Erasure is dehumanizing

In my latest article for The Activist History Review, I examine the proposal to remove a Confederate Monument in Decatur, Georgia. I wrote,

I’m happy that Decatur’s white supremacists will be deprived of a symbol to which they have deep attachment. but it’s a hollow victory when viewed in context. Left in place is a timeless system of structural racism and many more, less obvious monuments to white supremacy in Decatur. When those fall, too, then historians and anti-racists will have achieved something truly worth celebrating.

I began in 2012  trying to call attention to the structural racism that permeates every corner of Decatur society. The gentrifiers and Old South white supremacists living there ensured that any counter-narrative to the city’s brand as a diverse and liberal community would be violently ignored and marginalized. Meanwhile, six years later though my early observations have been vindicated.

Single-family home teardown, Oakhurst neighborhood, July 2012.

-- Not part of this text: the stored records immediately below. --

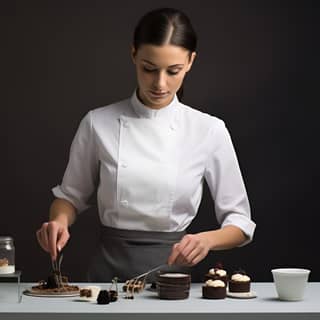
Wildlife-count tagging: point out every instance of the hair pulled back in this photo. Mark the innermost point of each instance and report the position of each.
(165, 26)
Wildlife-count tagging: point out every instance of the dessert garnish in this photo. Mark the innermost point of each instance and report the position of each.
(103, 297)
(4, 262)
(56, 282)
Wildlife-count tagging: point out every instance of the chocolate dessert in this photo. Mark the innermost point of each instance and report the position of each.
(56, 283)
(103, 297)
(133, 286)
(217, 274)
(173, 286)
(214, 289)
(239, 282)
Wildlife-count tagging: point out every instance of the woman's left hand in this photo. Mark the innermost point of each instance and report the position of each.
(190, 250)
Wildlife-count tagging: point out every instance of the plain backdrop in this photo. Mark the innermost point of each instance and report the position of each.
(257, 69)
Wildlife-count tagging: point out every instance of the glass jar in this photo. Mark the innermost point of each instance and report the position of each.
(6, 255)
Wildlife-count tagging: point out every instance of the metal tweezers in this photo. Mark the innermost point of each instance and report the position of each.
(56, 267)
(141, 277)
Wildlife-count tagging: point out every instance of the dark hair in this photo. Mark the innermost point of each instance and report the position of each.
(165, 25)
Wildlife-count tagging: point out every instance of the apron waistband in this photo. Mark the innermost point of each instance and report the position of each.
(136, 235)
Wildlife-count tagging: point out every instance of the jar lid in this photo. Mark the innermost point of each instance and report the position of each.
(6, 239)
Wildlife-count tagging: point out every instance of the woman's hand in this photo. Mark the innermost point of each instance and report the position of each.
(53, 236)
(194, 247)
(190, 250)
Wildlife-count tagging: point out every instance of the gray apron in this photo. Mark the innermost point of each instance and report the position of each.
(127, 253)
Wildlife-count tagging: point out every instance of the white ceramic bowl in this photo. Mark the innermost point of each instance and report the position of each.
(290, 283)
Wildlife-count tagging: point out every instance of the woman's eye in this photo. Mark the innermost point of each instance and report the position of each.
(148, 70)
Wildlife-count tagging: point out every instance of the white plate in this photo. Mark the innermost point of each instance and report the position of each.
(242, 295)
(95, 292)
(29, 292)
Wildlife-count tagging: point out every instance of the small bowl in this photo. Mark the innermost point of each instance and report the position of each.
(290, 283)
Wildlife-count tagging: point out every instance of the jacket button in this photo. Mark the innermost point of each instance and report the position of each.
(124, 203)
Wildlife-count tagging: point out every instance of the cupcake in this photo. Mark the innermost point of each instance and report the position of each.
(239, 282)
(173, 286)
(214, 289)
(217, 273)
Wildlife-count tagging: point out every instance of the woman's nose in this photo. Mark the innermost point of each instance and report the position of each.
(160, 80)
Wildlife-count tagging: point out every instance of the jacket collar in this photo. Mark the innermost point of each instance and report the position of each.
(165, 113)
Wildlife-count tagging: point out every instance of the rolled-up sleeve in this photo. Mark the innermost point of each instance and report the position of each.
(226, 184)
(80, 177)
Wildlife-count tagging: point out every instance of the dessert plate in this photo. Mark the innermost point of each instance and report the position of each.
(242, 295)
(30, 292)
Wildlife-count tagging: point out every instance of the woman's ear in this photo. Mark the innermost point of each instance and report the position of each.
(133, 54)
(191, 59)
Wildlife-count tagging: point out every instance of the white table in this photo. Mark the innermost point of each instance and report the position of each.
(146, 305)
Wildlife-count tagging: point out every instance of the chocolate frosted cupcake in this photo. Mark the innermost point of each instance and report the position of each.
(173, 286)
(214, 289)
(239, 282)
(217, 274)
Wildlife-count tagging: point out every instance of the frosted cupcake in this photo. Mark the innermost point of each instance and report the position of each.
(239, 282)
(214, 289)
(217, 274)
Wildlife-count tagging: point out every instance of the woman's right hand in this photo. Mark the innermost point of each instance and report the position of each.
(52, 237)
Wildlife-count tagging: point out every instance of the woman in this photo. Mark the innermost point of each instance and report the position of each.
(147, 156)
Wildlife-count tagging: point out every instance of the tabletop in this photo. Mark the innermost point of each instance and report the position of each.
(147, 305)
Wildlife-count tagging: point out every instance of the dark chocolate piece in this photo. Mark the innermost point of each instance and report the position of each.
(103, 297)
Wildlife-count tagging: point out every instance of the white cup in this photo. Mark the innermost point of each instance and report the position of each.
(290, 283)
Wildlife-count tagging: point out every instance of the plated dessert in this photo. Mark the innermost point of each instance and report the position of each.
(239, 282)
(173, 286)
(55, 285)
(214, 289)
(217, 273)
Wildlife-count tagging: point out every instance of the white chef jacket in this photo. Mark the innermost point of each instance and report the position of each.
(149, 165)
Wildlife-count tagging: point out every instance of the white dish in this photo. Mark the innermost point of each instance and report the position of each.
(95, 292)
(242, 295)
(29, 292)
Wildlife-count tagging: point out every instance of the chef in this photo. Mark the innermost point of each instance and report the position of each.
(147, 156)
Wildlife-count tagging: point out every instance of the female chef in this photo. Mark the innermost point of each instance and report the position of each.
(148, 156)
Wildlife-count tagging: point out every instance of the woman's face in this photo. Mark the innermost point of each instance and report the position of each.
(160, 72)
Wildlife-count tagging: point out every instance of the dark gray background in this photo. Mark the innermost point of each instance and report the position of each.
(257, 69)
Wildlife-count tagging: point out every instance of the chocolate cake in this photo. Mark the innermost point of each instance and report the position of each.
(239, 282)
(217, 274)
(173, 286)
(214, 289)
(55, 284)
(133, 286)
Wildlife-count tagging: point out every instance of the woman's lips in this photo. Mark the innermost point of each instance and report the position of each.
(158, 94)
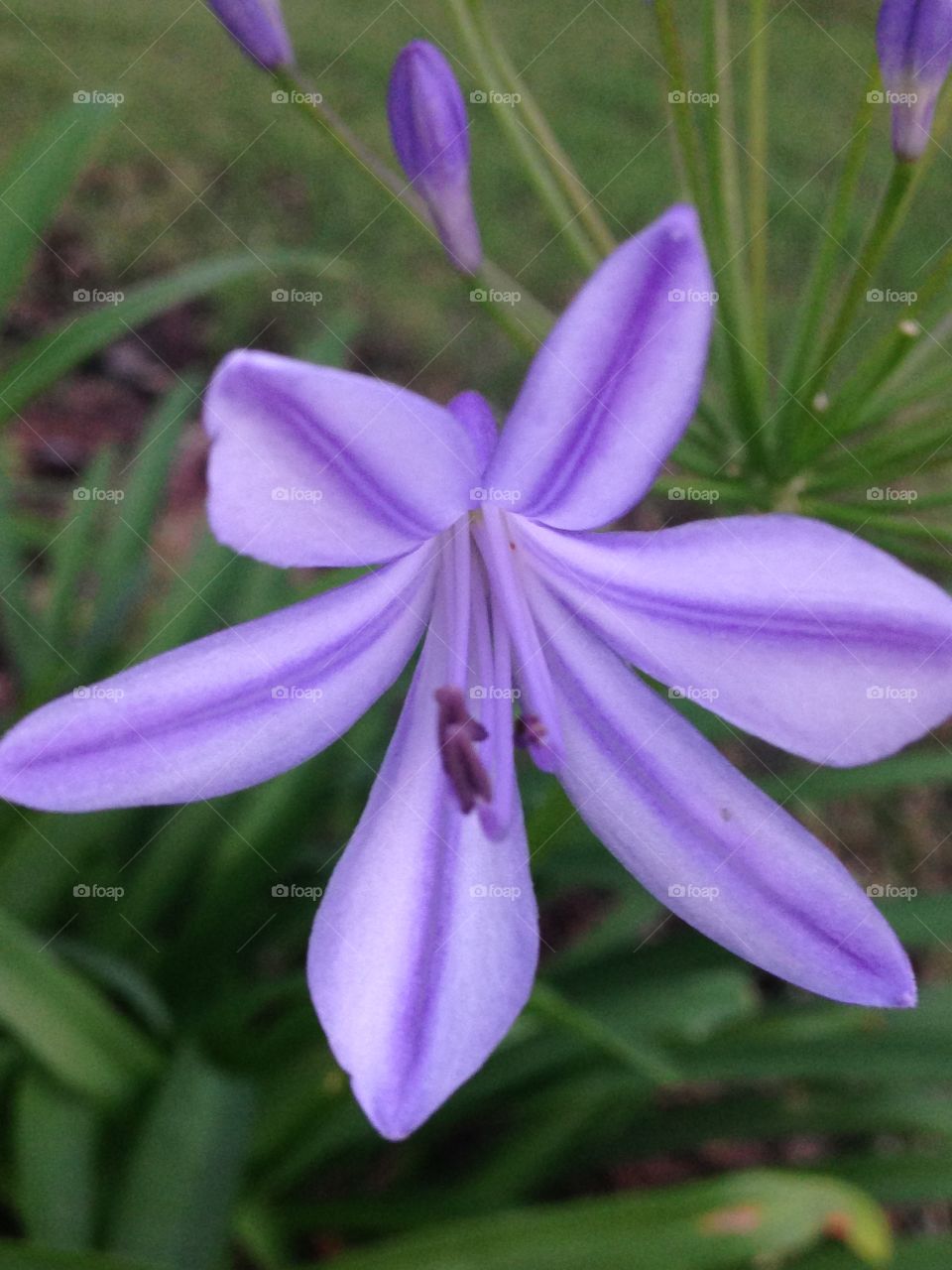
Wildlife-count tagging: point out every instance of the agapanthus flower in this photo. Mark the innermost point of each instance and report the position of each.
(258, 28)
(429, 131)
(914, 40)
(425, 943)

Decatur has become a white spatial imaginary where black bodies and black history have been erased. In their place are McMansions and historiography that celebrates a fictional past where the black experience exists only in the stigma of public housing projects and what white gentrifiers call “thugs”: the young African American men who strike fear into white mommybloggers’ hearts. Black history, like black wealth, black dreams, and black homes, was stolen while good white folks looked on, too self-absorbed, too prejudiced, or simply too stupid to see what was happening all around them.